Tibetan medical named entity recognition (Tibetan MNER) involves extracting specific types of medical entities from unstructured Tibetan medical texts. Tibetan MNER provide important data support for the work related to Tibetan medicine. However, existing Tibetan MNER methods often struggle to comprehensively capture multi-level semantic information, failing to sufficiently extract multi-granularity features and effectively filter out irrelevant information, which ultimately impacts the accuracy of entity recognition. This paper proposes an improved embedding representation method called syllable–word–sentence embedding.
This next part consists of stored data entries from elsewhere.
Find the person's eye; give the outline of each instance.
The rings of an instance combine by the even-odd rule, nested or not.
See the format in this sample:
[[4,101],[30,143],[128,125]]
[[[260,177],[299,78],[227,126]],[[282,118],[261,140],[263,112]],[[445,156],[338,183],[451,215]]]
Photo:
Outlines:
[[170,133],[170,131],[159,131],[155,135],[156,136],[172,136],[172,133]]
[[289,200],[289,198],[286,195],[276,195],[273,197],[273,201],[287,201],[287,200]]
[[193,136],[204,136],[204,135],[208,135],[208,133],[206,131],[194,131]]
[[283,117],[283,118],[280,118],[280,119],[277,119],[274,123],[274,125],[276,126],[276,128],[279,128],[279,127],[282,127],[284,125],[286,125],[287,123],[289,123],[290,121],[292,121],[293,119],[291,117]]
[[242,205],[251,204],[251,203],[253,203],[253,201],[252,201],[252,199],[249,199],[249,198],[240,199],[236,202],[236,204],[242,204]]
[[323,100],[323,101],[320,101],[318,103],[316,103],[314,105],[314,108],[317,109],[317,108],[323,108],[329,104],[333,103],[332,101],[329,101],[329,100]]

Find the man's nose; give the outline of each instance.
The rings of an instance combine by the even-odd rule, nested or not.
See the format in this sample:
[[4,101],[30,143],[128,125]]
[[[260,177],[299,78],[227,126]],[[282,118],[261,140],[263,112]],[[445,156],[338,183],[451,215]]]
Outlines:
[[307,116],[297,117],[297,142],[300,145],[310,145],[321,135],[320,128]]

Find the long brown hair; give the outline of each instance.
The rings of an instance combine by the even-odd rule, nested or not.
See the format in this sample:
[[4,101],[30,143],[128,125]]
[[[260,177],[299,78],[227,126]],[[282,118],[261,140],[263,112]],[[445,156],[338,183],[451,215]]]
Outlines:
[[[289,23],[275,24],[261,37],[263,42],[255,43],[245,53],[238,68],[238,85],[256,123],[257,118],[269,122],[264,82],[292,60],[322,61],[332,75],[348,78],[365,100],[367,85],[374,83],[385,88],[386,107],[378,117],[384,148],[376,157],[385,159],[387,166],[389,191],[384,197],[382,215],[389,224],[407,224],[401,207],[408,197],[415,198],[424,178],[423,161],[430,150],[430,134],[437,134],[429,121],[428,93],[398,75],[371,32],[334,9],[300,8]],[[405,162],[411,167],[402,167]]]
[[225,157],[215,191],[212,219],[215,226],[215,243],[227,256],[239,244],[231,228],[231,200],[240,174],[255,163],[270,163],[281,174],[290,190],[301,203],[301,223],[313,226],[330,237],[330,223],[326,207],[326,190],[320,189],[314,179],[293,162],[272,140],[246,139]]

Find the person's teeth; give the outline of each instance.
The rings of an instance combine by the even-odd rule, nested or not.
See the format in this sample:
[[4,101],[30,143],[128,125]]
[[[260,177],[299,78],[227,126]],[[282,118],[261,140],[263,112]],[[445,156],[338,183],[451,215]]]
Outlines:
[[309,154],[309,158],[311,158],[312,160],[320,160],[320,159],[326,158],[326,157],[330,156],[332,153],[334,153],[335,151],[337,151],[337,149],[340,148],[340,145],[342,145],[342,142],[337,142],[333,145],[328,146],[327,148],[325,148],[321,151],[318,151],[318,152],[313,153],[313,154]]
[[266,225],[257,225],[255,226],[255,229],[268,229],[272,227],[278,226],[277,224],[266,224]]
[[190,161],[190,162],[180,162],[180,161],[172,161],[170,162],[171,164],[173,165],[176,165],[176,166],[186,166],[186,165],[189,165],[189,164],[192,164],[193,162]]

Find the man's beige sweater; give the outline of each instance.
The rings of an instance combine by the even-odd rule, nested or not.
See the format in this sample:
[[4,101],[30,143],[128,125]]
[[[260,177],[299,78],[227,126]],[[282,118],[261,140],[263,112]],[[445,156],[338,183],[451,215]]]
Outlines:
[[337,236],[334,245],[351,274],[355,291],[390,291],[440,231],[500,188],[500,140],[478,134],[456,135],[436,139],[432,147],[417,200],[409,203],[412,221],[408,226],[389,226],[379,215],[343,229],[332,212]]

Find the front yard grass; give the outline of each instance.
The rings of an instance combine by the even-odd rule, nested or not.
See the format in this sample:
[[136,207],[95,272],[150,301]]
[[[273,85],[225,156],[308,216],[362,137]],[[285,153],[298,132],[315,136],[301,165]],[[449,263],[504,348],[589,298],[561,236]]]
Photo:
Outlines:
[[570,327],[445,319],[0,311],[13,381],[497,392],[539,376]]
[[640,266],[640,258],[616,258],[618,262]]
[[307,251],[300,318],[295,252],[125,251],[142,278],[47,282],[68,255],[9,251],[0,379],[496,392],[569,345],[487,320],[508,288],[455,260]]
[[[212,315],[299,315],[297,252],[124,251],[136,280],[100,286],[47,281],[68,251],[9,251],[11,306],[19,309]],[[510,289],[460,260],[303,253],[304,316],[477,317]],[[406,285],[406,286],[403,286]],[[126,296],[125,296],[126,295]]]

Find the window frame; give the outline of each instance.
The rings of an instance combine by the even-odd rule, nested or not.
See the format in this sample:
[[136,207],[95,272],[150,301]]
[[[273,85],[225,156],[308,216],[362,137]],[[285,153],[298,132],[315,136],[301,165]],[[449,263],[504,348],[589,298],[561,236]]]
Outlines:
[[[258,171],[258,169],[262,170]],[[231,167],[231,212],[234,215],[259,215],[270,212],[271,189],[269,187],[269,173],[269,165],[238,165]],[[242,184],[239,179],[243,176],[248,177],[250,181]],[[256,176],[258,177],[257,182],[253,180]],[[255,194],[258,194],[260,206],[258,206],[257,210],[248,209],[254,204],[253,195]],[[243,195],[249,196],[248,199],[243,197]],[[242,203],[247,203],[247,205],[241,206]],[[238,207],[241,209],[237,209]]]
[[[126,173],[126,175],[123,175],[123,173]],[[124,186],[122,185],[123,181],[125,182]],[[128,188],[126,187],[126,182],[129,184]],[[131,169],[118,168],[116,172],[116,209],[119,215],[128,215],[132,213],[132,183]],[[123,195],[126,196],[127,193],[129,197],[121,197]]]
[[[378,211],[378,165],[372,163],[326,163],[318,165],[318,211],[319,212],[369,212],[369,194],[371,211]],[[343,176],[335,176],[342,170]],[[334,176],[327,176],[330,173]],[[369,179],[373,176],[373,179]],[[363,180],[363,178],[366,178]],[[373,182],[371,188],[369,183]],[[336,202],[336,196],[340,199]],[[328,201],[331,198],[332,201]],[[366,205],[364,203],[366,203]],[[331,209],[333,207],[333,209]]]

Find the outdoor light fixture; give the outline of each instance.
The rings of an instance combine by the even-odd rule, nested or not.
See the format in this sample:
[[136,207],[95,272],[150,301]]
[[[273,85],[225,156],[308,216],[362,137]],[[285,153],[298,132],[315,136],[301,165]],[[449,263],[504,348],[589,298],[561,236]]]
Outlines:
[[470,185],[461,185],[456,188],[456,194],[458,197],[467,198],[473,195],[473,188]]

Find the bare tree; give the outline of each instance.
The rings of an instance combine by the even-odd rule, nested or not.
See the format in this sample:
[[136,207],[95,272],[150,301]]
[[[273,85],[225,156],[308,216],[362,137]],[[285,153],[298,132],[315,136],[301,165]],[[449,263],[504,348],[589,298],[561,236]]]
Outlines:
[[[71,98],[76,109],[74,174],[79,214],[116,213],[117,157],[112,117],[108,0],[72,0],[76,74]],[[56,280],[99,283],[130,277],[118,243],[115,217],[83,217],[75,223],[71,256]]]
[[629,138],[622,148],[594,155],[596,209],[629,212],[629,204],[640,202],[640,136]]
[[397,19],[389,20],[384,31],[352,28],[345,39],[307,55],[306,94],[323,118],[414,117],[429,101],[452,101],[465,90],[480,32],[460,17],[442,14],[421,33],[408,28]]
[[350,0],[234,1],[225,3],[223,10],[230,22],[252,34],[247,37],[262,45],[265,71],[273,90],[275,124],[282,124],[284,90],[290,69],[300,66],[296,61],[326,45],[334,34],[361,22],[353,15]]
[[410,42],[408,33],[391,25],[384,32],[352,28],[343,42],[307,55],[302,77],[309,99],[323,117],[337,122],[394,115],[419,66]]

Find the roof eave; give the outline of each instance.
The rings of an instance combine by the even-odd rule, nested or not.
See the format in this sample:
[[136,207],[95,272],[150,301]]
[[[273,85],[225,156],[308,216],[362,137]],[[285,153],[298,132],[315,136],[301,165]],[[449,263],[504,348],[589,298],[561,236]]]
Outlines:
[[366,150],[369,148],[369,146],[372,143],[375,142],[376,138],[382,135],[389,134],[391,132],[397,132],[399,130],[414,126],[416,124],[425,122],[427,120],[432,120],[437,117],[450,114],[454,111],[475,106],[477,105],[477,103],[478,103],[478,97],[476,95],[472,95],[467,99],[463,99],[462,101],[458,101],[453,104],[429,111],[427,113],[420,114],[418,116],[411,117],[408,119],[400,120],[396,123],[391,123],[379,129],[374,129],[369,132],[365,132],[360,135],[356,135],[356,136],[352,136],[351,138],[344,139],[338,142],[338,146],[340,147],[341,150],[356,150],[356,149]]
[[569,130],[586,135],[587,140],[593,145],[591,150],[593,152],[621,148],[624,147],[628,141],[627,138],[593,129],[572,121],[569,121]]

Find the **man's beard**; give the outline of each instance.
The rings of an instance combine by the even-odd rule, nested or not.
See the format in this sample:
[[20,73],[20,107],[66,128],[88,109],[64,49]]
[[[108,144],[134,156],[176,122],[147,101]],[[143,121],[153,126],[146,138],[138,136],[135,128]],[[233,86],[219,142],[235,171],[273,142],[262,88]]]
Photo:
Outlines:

By leveraging features at different granularities and using un-scaled dot-product attention to focus on key features for feature fusion, the syllable–word–sentence embedding is integrated into the transformer, enhancing the specificity and diversity of feature representations. The model leverages multi-level and multi-granularity semantic information, thereby improving the performance of Tibetan MNER. We evaluate our proposed model on datasets from various domains. The results indicate that the model effectively identified three types of entities in the Tibetan news dataset we constructed, achieving an F1 score of 93.59%, which represents an improvement of 1.24% compared to the vanilla FLAT. Additionally, results from the Tibetan medical dataset we developed show that it is effective in identifying five kinds of medical entities, with an F1 score of 71.39%, which is a 1.34% improvement over the vanilla FLAT.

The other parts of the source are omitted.